If you have patience, carrots are a fun yet easy to grow vegetable. An added benefit is that there are only 25 calories in a medium-sized carrot making them “waistline friendly” like most vegetables. Carrots are also rich in beta-carotene, which converts to vitamin A in the body.
Orange carrots are the traditional standard, but you can try planting white, yellow, crimson, or even purple carrots, too. More important than color, though, is choosing the right root size and shape to suit your soil. Carrot size and shape varies by type, and there are five major categories: Ball-type, Chantenay, and Danvers carrots have blocky shapes that can handle heavy or shallow soil, while slender Nantes and Imperator carrots need deep, loose soil. All types are available in early and late cultivars; many are disease-and crack-resistant.
How to choose the right carrots for your soil:
- Imperator: light, sandy loam soil is ideal for growing Imperator carrots. Choose shorter varieties if your soil is heavy or rocky.
- Ball-type: small, golf ball sized carrots that grow well in heavier soil, such as clay.
- Chantenay: also grow well in heavier soils. Chantenay carrots become sweeter with storage.
- Nantes: perform better in heavier, rockier soils where other carrot types twist and fork.
- Danvers: grow best in the airy loamy soil.
How To Plant
- Double-dig your planting area or build up a raised bed. (Click here for simple instructions on building a raised bed.)
- Loose, rock-free soil is the goal.
- If you have heavy soil, add plenty of mature compost.
- Start sowing this cool-weather crop 3 weeks before the last expected frost.
- Plant again every 2 to 3 weeks after that.
- Most cultivars take 70 to 80 days to mature, so sow your last planting 2 to 3 months before the first expected fall frost.
Rake the soil free of lumps and stones. Plant in rows. Broadcast the seeds for easy weeding. Put a pinch of about six seeds to the inch. They will take 1 to 3 weeks to sprout (they germinate more slowly in cold soil than in warm). One tip: you can always mix in a few quick-growing radish seeds to mark the rows. Cover with ¼ to ½ inch of screened compost, potting mix, or sand. Use a little more in warm, dry areas to make it easier for the delicate seedlings to emerge. Water gently to avoid washing seeds away; keep the soil continuously moist for best germination.

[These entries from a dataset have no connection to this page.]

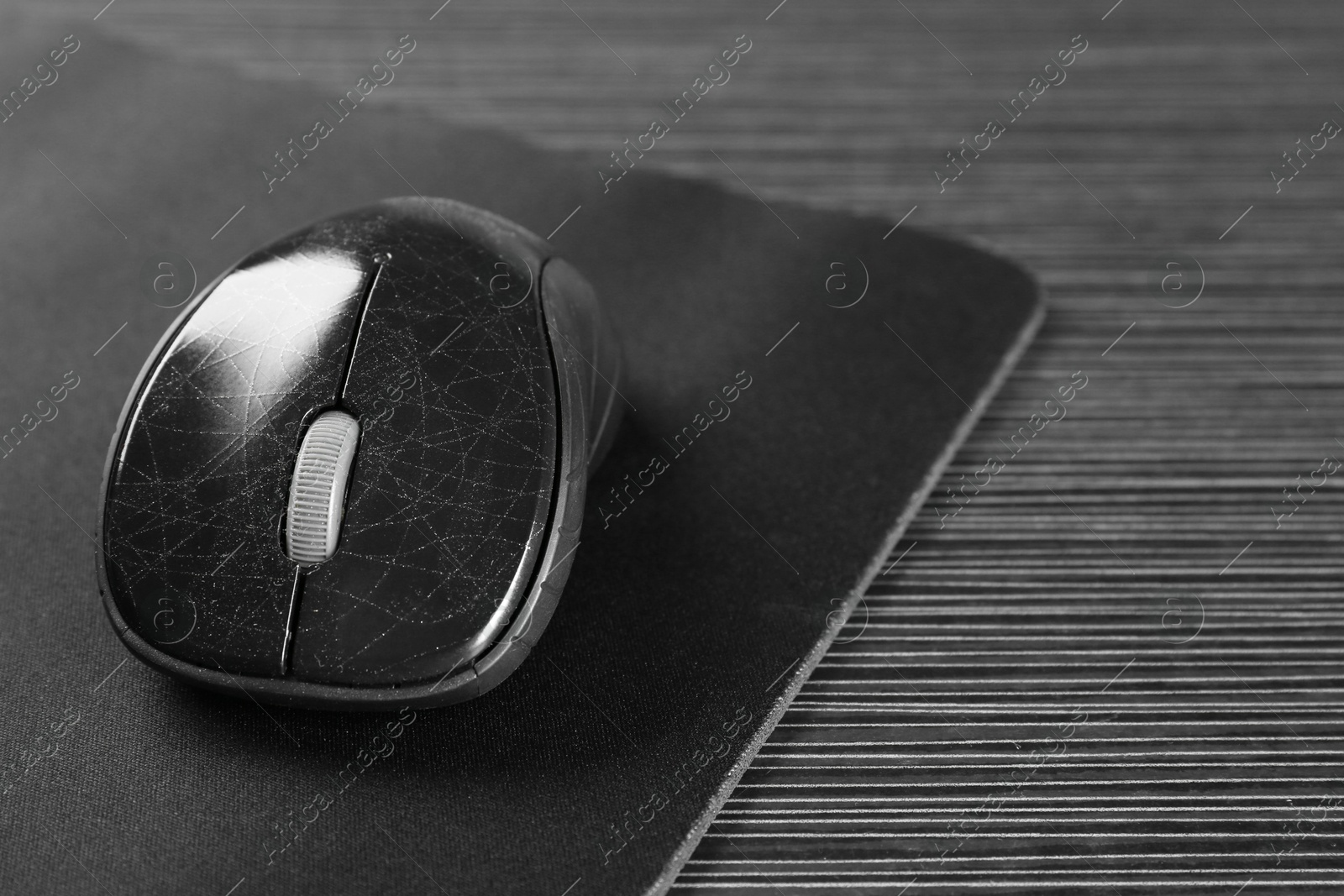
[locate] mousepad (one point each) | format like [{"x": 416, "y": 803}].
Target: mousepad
[{"x": 797, "y": 378}]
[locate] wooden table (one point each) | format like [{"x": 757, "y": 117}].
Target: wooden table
[{"x": 1116, "y": 668}]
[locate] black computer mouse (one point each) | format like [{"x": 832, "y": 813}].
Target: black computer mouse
[{"x": 351, "y": 474}]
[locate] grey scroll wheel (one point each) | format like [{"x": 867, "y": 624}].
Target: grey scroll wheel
[{"x": 318, "y": 490}]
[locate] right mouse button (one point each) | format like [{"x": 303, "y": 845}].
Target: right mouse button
[{"x": 454, "y": 479}]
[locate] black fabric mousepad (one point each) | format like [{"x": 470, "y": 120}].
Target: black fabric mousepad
[{"x": 780, "y": 432}]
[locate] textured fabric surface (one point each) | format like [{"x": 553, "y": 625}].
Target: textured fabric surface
[{"x": 696, "y": 605}]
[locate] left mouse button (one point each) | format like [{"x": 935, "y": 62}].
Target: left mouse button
[{"x": 192, "y": 535}]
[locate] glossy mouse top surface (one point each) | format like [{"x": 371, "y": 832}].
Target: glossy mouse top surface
[{"x": 429, "y": 331}]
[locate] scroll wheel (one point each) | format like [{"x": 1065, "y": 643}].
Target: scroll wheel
[{"x": 318, "y": 490}]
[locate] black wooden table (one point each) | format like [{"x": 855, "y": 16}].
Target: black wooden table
[{"x": 1106, "y": 660}]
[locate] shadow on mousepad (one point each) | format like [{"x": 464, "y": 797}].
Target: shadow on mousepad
[{"x": 796, "y": 382}]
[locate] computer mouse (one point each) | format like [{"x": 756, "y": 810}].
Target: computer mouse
[{"x": 351, "y": 474}]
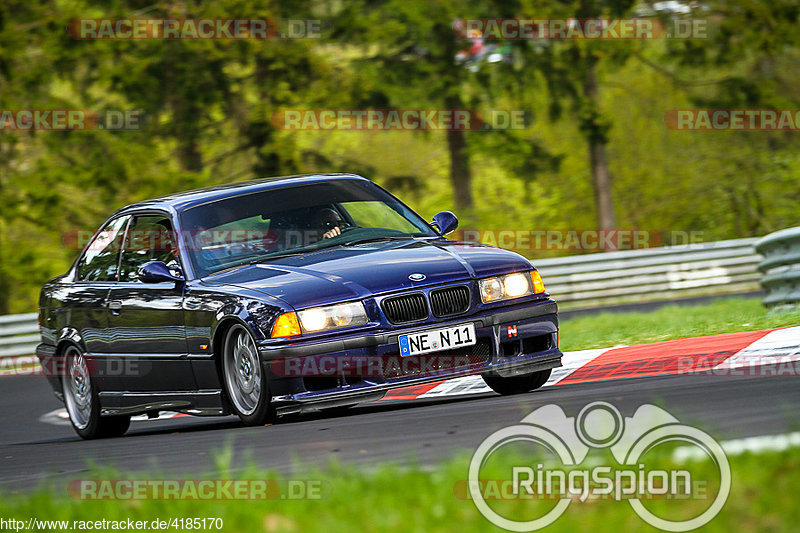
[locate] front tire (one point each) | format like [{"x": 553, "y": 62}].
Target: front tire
[
  {"x": 517, "y": 384},
  {"x": 243, "y": 375},
  {"x": 83, "y": 403}
]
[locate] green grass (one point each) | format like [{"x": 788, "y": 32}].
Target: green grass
[
  {"x": 393, "y": 498},
  {"x": 671, "y": 322},
  {"x": 763, "y": 498}
]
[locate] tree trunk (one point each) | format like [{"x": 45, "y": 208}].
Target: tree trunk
[
  {"x": 596, "y": 136},
  {"x": 460, "y": 171},
  {"x": 190, "y": 157},
  {"x": 5, "y": 285},
  {"x": 601, "y": 180}
]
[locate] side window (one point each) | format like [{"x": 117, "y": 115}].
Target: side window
[
  {"x": 99, "y": 261},
  {"x": 150, "y": 238},
  {"x": 378, "y": 215}
]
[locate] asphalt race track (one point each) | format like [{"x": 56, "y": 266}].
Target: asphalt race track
[{"x": 423, "y": 431}]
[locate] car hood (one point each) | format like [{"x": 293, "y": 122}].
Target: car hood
[{"x": 352, "y": 272}]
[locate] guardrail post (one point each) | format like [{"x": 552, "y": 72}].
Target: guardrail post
[{"x": 780, "y": 268}]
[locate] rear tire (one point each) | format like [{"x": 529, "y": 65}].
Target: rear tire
[
  {"x": 83, "y": 403},
  {"x": 517, "y": 384},
  {"x": 243, "y": 376}
]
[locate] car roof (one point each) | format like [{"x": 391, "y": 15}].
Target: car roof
[{"x": 181, "y": 201}]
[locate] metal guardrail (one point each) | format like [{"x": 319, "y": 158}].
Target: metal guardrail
[
  {"x": 781, "y": 268},
  {"x": 19, "y": 334},
  {"x": 592, "y": 280},
  {"x": 651, "y": 274}
]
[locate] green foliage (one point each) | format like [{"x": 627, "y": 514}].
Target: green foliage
[
  {"x": 209, "y": 106},
  {"x": 395, "y": 498}
]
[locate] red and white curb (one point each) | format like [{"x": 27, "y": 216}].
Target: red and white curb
[{"x": 760, "y": 353}]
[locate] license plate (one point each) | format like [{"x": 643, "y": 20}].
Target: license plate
[{"x": 437, "y": 340}]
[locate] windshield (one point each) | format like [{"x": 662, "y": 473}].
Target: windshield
[{"x": 269, "y": 224}]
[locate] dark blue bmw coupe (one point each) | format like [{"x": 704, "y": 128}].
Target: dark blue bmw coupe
[{"x": 279, "y": 295}]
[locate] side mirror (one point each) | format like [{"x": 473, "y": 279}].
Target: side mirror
[
  {"x": 156, "y": 272},
  {"x": 444, "y": 222}
]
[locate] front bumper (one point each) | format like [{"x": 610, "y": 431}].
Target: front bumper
[{"x": 510, "y": 342}]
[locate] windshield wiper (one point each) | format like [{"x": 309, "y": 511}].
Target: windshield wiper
[
  {"x": 378, "y": 239},
  {"x": 277, "y": 256}
]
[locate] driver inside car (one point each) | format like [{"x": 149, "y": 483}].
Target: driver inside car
[{"x": 329, "y": 222}]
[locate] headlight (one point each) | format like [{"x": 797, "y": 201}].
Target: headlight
[
  {"x": 510, "y": 286},
  {"x": 332, "y": 317}
]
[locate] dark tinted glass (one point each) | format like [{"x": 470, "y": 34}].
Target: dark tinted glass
[
  {"x": 258, "y": 226},
  {"x": 99, "y": 261},
  {"x": 149, "y": 238}
]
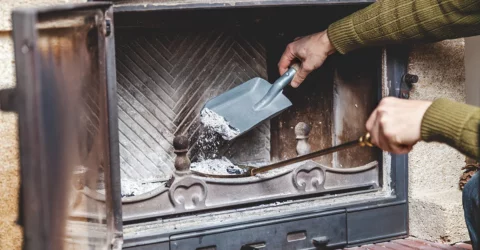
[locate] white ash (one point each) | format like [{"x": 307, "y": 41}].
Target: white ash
[
  {"x": 221, "y": 166},
  {"x": 209, "y": 144},
  {"x": 137, "y": 187},
  {"x": 215, "y": 122}
]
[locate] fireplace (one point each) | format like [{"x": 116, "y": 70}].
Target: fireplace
[{"x": 140, "y": 113}]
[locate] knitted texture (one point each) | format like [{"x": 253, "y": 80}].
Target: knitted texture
[
  {"x": 406, "y": 21},
  {"x": 455, "y": 124}
]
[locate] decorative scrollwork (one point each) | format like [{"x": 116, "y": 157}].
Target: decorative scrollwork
[
  {"x": 189, "y": 193},
  {"x": 309, "y": 177}
]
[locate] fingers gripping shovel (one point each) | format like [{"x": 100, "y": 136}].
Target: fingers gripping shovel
[{"x": 253, "y": 102}]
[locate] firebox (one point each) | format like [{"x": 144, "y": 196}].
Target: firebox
[{"x": 111, "y": 95}]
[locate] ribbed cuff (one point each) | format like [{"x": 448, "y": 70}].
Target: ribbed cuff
[
  {"x": 342, "y": 35},
  {"x": 444, "y": 121}
]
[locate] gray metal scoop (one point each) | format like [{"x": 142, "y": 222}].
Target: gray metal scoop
[{"x": 252, "y": 102}]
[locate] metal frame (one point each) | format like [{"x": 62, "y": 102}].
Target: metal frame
[
  {"x": 132, "y": 6},
  {"x": 361, "y": 221},
  {"x": 36, "y": 145}
]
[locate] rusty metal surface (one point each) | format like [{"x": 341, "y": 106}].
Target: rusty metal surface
[
  {"x": 63, "y": 121},
  {"x": 357, "y": 85}
]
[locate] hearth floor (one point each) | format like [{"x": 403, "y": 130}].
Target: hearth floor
[{"x": 412, "y": 243}]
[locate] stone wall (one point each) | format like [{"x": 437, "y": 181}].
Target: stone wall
[
  {"x": 436, "y": 211},
  {"x": 435, "y": 201}
]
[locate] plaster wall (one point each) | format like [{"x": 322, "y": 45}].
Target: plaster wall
[{"x": 435, "y": 200}]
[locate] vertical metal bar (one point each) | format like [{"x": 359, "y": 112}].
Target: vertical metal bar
[
  {"x": 114, "y": 202},
  {"x": 31, "y": 210}
]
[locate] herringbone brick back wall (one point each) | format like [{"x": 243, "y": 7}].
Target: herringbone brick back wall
[{"x": 164, "y": 79}]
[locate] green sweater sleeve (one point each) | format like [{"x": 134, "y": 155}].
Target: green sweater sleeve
[
  {"x": 406, "y": 21},
  {"x": 455, "y": 124}
]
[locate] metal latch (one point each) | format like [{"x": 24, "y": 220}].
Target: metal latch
[
  {"x": 320, "y": 242},
  {"x": 406, "y": 85}
]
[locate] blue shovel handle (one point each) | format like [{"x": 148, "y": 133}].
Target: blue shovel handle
[{"x": 277, "y": 87}]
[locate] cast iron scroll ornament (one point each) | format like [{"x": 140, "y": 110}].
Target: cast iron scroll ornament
[
  {"x": 189, "y": 193},
  {"x": 309, "y": 177}
]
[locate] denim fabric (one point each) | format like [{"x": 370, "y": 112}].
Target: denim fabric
[{"x": 471, "y": 208}]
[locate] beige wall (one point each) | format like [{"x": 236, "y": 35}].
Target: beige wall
[
  {"x": 436, "y": 211},
  {"x": 435, "y": 204}
]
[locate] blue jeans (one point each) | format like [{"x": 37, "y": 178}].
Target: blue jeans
[{"x": 471, "y": 208}]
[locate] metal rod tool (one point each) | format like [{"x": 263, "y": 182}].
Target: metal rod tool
[{"x": 363, "y": 141}]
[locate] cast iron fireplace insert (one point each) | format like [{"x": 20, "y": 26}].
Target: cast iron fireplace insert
[{"x": 137, "y": 74}]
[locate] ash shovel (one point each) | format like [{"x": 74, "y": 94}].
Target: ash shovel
[{"x": 252, "y": 102}]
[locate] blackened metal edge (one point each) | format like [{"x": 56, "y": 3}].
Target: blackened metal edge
[
  {"x": 59, "y": 9},
  {"x": 254, "y": 224},
  {"x": 397, "y": 62},
  {"x": 156, "y": 238},
  {"x": 382, "y": 238},
  {"x": 142, "y": 7},
  {"x": 31, "y": 209},
  {"x": 114, "y": 207}
]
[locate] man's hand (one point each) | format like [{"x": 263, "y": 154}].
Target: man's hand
[
  {"x": 311, "y": 51},
  {"x": 395, "y": 124}
]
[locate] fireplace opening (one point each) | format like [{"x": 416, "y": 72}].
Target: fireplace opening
[{"x": 167, "y": 69}]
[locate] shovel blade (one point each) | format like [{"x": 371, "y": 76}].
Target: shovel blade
[{"x": 237, "y": 105}]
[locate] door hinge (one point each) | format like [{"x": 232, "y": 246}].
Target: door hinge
[{"x": 406, "y": 85}]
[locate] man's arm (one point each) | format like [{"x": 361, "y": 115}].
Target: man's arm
[
  {"x": 381, "y": 23},
  {"x": 406, "y": 21}
]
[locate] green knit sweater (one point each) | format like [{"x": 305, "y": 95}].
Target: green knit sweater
[{"x": 410, "y": 21}]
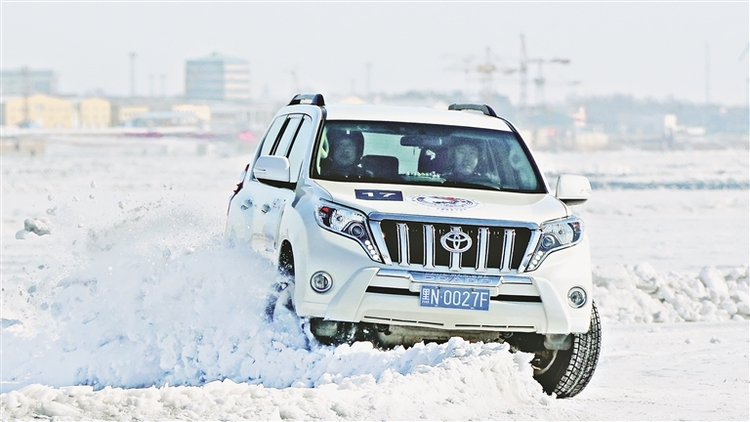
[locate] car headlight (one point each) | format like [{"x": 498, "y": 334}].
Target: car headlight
[
  {"x": 556, "y": 235},
  {"x": 348, "y": 223}
]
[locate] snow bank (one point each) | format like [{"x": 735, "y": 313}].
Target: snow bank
[{"x": 628, "y": 294}]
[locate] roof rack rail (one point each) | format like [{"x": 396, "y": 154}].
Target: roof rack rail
[
  {"x": 314, "y": 99},
  {"x": 484, "y": 108}
]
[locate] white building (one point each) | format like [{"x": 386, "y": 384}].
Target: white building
[{"x": 217, "y": 77}]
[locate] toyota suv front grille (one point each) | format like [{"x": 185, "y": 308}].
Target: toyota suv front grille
[{"x": 455, "y": 246}]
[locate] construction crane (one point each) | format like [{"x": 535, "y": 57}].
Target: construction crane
[
  {"x": 487, "y": 69},
  {"x": 539, "y": 81},
  {"x": 747, "y": 86}
]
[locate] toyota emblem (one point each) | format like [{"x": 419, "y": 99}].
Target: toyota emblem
[{"x": 456, "y": 241}]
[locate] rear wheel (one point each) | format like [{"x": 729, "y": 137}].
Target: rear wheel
[
  {"x": 567, "y": 372},
  {"x": 280, "y": 300}
]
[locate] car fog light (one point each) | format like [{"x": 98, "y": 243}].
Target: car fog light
[
  {"x": 321, "y": 282},
  {"x": 576, "y": 297}
]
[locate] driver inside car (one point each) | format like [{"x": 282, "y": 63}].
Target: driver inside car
[
  {"x": 344, "y": 155},
  {"x": 465, "y": 165}
]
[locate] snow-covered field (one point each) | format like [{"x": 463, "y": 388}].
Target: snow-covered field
[{"x": 131, "y": 306}]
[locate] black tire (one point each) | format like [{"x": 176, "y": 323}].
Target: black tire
[
  {"x": 566, "y": 372},
  {"x": 281, "y": 297}
]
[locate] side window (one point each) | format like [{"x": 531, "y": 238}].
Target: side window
[
  {"x": 299, "y": 147},
  {"x": 287, "y": 137},
  {"x": 272, "y": 135}
]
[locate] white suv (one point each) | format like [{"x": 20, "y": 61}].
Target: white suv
[{"x": 399, "y": 225}]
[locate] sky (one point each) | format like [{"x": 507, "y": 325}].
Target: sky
[{"x": 689, "y": 51}]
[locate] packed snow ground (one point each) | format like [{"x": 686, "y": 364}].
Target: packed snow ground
[{"x": 121, "y": 300}]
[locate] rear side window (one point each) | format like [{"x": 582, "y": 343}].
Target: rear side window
[{"x": 272, "y": 135}]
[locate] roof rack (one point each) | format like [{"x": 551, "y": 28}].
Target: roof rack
[
  {"x": 484, "y": 108},
  {"x": 314, "y": 99}
]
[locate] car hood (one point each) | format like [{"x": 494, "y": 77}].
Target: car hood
[{"x": 438, "y": 201}]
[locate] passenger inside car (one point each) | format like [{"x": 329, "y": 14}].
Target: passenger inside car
[{"x": 344, "y": 154}]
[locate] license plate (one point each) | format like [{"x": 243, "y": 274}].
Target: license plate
[{"x": 455, "y": 297}]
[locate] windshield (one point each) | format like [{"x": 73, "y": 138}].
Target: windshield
[{"x": 424, "y": 154}]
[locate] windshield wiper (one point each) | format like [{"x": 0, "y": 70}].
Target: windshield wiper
[{"x": 459, "y": 184}]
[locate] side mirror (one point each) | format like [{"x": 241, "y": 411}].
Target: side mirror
[
  {"x": 572, "y": 189},
  {"x": 272, "y": 167}
]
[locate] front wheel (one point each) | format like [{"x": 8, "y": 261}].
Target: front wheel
[{"x": 567, "y": 372}]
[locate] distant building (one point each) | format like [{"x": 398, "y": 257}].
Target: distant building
[
  {"x": 94, "y": 112},
  {"x": 217, "y": 77},
  {"x": 38, "y": 110},
  {"x": 122, "y": 114},
  {"x": 200, "y": 111},
  {"x": 166, "y": 119},
  {"x": 25, "y": 81}
]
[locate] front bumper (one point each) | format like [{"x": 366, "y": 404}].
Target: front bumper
[{"x": 363, "y": 291}]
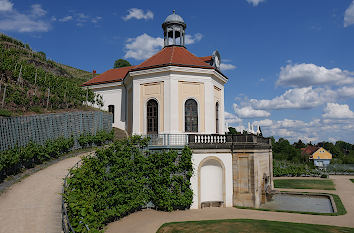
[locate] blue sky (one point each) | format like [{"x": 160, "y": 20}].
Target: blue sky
[{"x": 290, "y": 63}]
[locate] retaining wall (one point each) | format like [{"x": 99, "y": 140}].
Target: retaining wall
[{"x": 40, "y": 128}]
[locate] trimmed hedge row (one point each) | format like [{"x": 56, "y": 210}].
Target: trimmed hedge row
[
  {"x": 122, "y": 179},
  {"x": 285, "y": 168},
  {"x": 15, "y": 160}
]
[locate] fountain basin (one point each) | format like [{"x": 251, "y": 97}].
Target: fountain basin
[{"x": 301, "y": 202}]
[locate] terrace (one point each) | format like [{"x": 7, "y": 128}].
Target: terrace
[{"x": 208, "y": 141}]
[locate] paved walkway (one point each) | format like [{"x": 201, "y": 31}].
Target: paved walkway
[
  {"x": 34, "y": 204},
  {"x": 151, "y": 220}
]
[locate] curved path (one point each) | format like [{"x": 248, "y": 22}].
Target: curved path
[
  {"x": 34, "y": 204},
  {"x": 151, "y": 220}
]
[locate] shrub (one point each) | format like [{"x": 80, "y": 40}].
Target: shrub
[
  {"x": 15, "y": 160},
  {"x": 285, "y": 168},
  {"x": 122, "y": 178},
  {"x": 5, "y": 113},
  {"x": 324, "y": 176}
]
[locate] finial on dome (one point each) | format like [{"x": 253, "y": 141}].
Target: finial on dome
[{"x": 174, "y": 30}]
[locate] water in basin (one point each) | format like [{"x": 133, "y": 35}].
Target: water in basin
[{"x": 299, "y": 202}]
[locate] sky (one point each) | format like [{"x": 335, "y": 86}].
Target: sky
[{"x": 290, "y": 64}]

Thin to 1 inch apart when the tops are 2 inches high and be sure you are thorough because crowded carrots will produce crooked roots. Thin again 2 weeks later to 3 to 4 inches apart.
- As the seedlings develop, gradually apply mulch to maintain an even moisture level and reduce weed problems.
- It’s best never to let young carrot plants dry out. However, if the soil dries out completely between waterings, gradually remoisten the bed over a period of days; a sudden drenching may cause the roots to split.
- Carrots’ feeder roots are easily damaged, so hand pull any weeds that push through the mulch, or cut them off just below the soil surface.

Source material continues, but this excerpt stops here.